沈砚之披着厚氅站在廊下,看着庭院里那株桂树。枝桠上积着雪,偶尔有几片残叶从雪间飘落,惊起几只栖息在枝头的寒鸦。寒鸦扑棱着翅膀掠过院墙,留下几声嘶哑的啼鸣,在寂静的雪天里显得格外清晰。
“先生,雪下得这么大,今天的书会怕是开不成了。”
阿竹抱着一捆柴从外面进来,靴底沾着雪,在青石板上踩出一串湿漉漉的脚印,“李掌柜刚才派人来说,镇上的路滑,好多街坊都来不了。”

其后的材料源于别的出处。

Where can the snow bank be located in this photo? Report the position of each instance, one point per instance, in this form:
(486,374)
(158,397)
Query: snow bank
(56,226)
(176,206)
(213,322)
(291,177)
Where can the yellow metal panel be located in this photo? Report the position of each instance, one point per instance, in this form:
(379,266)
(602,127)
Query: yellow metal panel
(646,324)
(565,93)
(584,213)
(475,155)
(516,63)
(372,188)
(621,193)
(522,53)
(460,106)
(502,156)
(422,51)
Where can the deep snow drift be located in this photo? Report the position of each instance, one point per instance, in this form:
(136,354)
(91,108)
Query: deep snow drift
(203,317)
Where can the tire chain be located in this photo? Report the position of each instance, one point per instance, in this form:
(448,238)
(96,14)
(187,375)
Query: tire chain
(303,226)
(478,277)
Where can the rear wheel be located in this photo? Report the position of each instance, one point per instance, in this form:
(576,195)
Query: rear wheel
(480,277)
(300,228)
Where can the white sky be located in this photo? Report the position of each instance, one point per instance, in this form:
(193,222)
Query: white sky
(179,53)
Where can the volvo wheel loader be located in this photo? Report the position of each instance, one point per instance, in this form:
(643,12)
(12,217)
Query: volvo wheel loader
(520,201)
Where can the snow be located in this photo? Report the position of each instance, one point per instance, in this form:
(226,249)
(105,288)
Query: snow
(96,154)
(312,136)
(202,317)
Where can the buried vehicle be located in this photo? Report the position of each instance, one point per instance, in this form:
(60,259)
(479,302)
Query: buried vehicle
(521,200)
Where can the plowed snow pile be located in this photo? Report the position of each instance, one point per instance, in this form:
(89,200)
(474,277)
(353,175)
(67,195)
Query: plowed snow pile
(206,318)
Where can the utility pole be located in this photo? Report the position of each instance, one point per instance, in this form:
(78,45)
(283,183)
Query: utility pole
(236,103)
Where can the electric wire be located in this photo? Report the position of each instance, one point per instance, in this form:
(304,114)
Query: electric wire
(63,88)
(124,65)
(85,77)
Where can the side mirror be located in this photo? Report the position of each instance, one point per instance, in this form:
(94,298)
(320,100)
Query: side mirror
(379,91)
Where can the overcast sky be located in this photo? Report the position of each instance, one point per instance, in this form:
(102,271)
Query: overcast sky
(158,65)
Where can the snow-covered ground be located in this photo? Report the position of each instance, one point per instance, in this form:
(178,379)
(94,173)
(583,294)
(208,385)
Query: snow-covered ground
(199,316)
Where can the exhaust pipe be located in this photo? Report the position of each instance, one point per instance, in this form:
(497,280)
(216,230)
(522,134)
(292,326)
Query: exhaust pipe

沈砚之笑了笑:“无妨,书会本就是图个乐呵,不必太较真。”
他所说的书会,是镇上几个爱书人约定的每月小聚,轮流在各家宅院谈诗论画,今日原该轮到沈家老宅。
白灵端着一盆炭火从厨房出来,放在廊下的竹桌上:“烤烤火暖暖身子吧。阿秀在屋里学剪纸,说要剪些雪花贴在窗上。”
她穿着件胭脂色的棉袄,领口和袖口滚着白狐毛,脸颊被炭火映得红扑扑的,像熟透的苹果。
沈砚之走近炭火,伸出手烤着。火焰跳跃着,映在他眼底,暖融融的。他想起昨夜收到的书信,是柳如烟从碧水门寄来的,说江南一带近来不太平,有几处水寨被不明势力袭扰,寨民死伤惨重,现场留下的邪气与影阁极为相似。
“白灵,”
沈砚之轻声道,“碧水门那边传来消息,怕是又有麻烦了。”
白灵脸上的笑容淡了些:“是影阁的余党?”
“还不确定,但柳门主说,那些水寨的位置,都在当年幽冥水脉的分支附近。”
沈砚之眉头微蹙,“我担心,他们是想重新打通幽冥水脉,释放里面的邪祟。”
阿竹也凑了过来,脸上没了往日的嬉闹:“那我们要不要去帮帮柳门主?”
“暂时不用。”
沈砚之摇头,“柳门主已经派人调查了,我们贸然前去反而添乱。只是……”
他看向院墙外的天空,寒鸦早已没了踪影,“乌镇这边也要多加留意,毕竟我们脚下也有幽冥水脉的分支。”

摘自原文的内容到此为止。